First up!
Being first has so many consequences. Due to my irrational excitement about the next 6 coffees from Peru, I wanted to start you off with something beguiling. An unusual charm.
For me, this is a great coffee to start with, as it is deeply complex and with exactly the same roast time and colour as the second coffee in our line-up, but it tastes way more developed than it is. Often this could be attributed to freshness from harvest, I don’t think this is.
TOP TRUMPS
Country: Peru
Farm name: Tinajay
Owners; Julia and Dionisia Romero
Department: Junin
Province: Huancayo
District: Santo Domingo de Acobamba
Community: Pumabamba
Farm size: Both Julia and Dionisia have about 1 hectare each, yielding 10-15 bags of coffee each.
Altitude farm: 2270 meters above sea level (High like African coffee…)
Varietals: 90% Typica and 10% Bourbon
Process: Fully washed: Selective picking, immediate de-pulping. Depending on the weather but an average of 36-40 hours of fermentation Drying: Dried for 15-20 days
Temperature: Approx. 15-22° Celsius during the day and 8-10° Celsius at night
Soils: Loamy clay, with an arable layer of 30 to 40 cm deep, presence of gravel, pH neutral, and presence of an abundance of organic matter.

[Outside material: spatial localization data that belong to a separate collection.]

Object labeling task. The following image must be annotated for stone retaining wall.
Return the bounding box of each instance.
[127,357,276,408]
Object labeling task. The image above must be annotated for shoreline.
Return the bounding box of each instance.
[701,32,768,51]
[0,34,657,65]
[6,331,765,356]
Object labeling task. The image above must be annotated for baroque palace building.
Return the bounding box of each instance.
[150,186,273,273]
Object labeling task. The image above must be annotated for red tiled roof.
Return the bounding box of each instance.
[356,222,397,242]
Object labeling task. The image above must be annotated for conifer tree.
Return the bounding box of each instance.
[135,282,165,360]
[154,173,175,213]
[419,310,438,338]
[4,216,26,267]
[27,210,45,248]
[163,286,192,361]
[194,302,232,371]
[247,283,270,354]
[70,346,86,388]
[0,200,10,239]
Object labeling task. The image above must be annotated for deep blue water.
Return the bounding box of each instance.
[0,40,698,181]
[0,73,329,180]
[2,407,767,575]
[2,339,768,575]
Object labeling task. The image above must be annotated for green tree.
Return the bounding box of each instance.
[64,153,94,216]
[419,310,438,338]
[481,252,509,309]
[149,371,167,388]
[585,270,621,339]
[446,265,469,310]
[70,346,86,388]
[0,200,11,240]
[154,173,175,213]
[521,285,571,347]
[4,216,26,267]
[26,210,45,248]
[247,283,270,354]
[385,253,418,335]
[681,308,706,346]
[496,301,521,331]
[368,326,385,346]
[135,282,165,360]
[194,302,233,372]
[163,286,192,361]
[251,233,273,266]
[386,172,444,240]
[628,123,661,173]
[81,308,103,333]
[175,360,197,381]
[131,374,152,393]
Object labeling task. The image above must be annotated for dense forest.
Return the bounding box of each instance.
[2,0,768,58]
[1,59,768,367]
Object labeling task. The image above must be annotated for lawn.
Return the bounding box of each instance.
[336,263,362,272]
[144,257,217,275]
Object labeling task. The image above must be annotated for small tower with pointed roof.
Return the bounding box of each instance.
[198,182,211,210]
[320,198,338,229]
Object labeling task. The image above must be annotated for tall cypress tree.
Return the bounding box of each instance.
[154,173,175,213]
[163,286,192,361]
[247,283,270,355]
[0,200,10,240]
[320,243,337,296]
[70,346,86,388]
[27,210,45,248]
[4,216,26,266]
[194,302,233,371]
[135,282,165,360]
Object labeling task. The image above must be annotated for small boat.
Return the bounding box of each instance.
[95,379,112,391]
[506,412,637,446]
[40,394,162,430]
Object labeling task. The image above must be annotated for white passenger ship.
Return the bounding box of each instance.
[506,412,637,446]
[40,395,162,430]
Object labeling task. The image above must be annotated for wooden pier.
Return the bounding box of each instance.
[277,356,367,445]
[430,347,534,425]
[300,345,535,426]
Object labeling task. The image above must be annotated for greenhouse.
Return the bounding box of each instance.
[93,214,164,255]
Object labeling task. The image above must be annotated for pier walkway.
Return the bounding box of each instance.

Main Harvest period: June – October
Cup potential:
Aromatics: Fruit cake | Body: Creamy | Acidity: Citric~sweet|
This is a really intriguing coffee, to me. On opening, this coffee is big-bodied and densely creamy with surprising juicy acidity. This is such a great sign. As the cooling starts, the jammy complexity opens up (just when you thought, is this just going to get chocolatey?) and there is a blackberry (he uses this descriptor with caution) sweetness and citrus linger. I have gone back to this coffee so many times because I am drawn to the fact that it isn’t simple and it isn’t very sweet. Really interesting to brew and explore what you can do with it. It can be a little dry if you over-extract it, for the record.
In V60: I am aware that by changing my V60 recipe, I can’t consistently compare it with another brew method. Using 31.2g of coffee into 500ml in 3 minutes 30 secs/ 95C water, with a 50-second bloom, gave me the closest I have gotten to the best bits that happen in a cupping bowl. This certainly gave me the beginning and the end of the great bits in the cup, but the middle. My brewing continues to be a work in progress.
In Espresso: This is a light to medium filter roast but has incredible soluble in espresso. Running up to 9oz in milk-based, this is brown sugary, and (unsurprisingly) lactic/caramel-like. Flat whites extracted well have that superb fruit and the espresso is king. I would start with a 1:2 ratio 17g (or whatever you like in) and 34g out in 30-35 seconds.
Roast level: Medium Filter.
Back story
Really, is there coffee growing in Huancayo?” This would be the first question that someone from Peru will ask you when you’d mention that you are buying coffee from a remote area in the Huancayo province. And indeed, on the way to the farms in Valle Pauran you pass the typical Andes landscapes; cold, windy mountain peaks with hardly any vegetation. You see people with woolen mantles and socks, wearing their hats and walking with their herd of sheep and goats. You can even see a mountain peak with snow in the mountain range in front of you. Then it is hard to imagine you will soon see coffee trees. But the desolate plains slowly turn into green and lush hills where coffee grows, still at the staggering altitude of 2200-2400 meters above sea level. This coffee is produced by two women, Julia & Dionisia, who live in the Pumabamba village, in the heart of the Valle Paurán zone with most of the coffee growing at a staggering 2200-2350 meters above sea level. Like many other growers in this region, Julia and Dionisia have small coffee plots of 1 hectare in production.
Yet, having their farms in such a unique micro-region and coffees with a completely different flavor profile than other coffees from the Central coffee region of Peru, they would be crazy not to try and enter the specialty coffee market.